With all that is going on with the government lately, people on all sides of the political spectrum seem to be on edge. Nothing will make people emotional faster than cuts and government actions they can feel immediately.
The 24-hour news media are doing an exceptional job of milking our emotions for every ounce of fear, empathy, sadness and rage they can find. When they sensationalize the news, we will keep watching and reading their websites. But often, we aren't even getting real news many of us need.
A great example is the recent computer glitch that caused EBT service to go down in 17 states for almost a day. In a different time, this wouldn't have been such a big issue, but we aren't in normal times. We are in the middle of an economic downturn complicated by a government shutdown.
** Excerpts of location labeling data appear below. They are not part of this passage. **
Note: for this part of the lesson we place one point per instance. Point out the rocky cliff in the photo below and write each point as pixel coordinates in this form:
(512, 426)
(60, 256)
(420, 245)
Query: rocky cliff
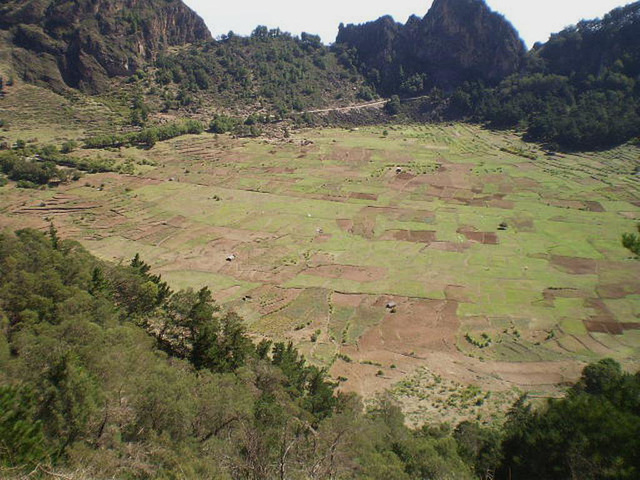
(456, 41)
(83, 43)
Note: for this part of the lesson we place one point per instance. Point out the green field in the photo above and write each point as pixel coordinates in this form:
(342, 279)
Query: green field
(471, 234)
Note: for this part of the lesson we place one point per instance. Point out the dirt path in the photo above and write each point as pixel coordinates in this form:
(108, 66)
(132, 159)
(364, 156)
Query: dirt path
(377, 103)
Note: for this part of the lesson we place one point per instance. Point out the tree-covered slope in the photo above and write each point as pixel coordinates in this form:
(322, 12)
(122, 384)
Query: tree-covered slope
(105, 372)
(580, 89)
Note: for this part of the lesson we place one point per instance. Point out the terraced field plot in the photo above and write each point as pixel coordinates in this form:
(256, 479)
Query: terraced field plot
(467, 252)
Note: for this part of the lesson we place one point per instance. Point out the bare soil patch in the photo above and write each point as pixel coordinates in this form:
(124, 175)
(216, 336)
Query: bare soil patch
(449, 246)
(486, 238)
(575, 265)
(594, 206)
(363, 196)
(416, 236)
(345, 224)
(612, 328)
(348, 272)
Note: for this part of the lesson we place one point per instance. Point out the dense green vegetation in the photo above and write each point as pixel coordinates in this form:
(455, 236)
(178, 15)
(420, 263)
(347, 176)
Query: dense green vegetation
(104, 368)
(579, 90)
(631, 242)
(146, 137)
(272, 69)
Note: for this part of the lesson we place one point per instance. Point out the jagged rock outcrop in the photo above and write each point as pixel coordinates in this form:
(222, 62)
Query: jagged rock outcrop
(83, 43)
(456, 41)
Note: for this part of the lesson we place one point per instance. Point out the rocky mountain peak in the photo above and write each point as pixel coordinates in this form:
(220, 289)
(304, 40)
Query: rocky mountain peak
(83, 43)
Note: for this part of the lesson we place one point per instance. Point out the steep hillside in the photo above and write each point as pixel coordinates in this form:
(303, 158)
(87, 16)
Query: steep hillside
(81, 44)
(579, 91)
(271, 72)
(457, 41)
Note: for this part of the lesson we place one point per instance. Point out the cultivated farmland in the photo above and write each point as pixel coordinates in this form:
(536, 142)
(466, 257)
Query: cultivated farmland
(419, 253)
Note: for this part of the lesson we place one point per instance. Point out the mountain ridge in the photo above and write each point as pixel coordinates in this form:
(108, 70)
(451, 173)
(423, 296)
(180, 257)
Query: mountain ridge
(82, 44)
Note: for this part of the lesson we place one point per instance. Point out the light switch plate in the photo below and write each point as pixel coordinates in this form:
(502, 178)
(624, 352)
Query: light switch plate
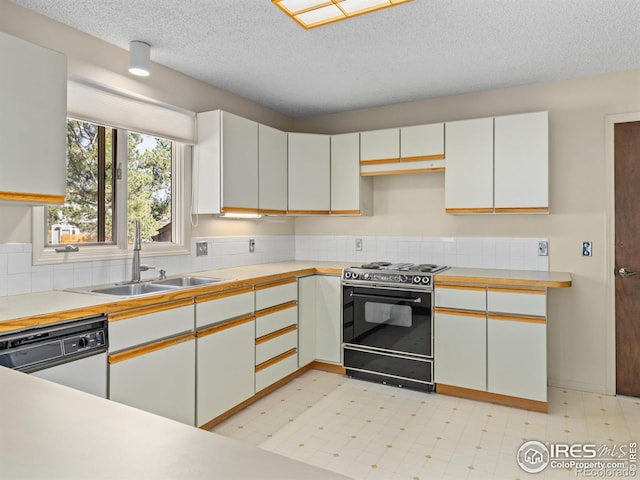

Poor and working-class people had been hearing for weeks of very real reports of services like WIC and Head Start being cut off or that cuts to them were pending. Rumors of SNAP being cut off any day had been going around my neighborhood for weeks.
So naturally the moment that hundreds of thousands of people couldn't use their benefits and feed their families, they knew it wasn't just at their store due to social media. Panic started breaking out.
Where was the 24-hour media then? I guess news involving 17 states and affecting the lives and ability of children to eat wasn't enough to report on, even though it may be a bigger story about routine glitches with Xerox systems.
Had they and local networks taken a bit of time and care to get the message out that, yes, this was a big thing, then perhaps people would not have panicked the way some did. Store owners, especially mom-and-pops, could have looked online and seen what was going on and then spread the word. Instead, information was hard to find.
Make no mistake: I am not excusing the bad behavior of people who chose to steal from stores rather than wait to see if the systems came back online. I do, however, understand that you may think that is a legitimate choice when you have children to feed and you think that you are facing a lose/lose situation.
Those who call themselves journalists have a duty to inform the public for the sake of the public good—not just for the sake of what drives ratings and page views. Whether it's telling people what's really in the ACA, covering local politics in-depth instead of reporting on accidents five states over, or informing people in 17 states who receive SNAP that they can't access their funds, it is all news worthy of being told.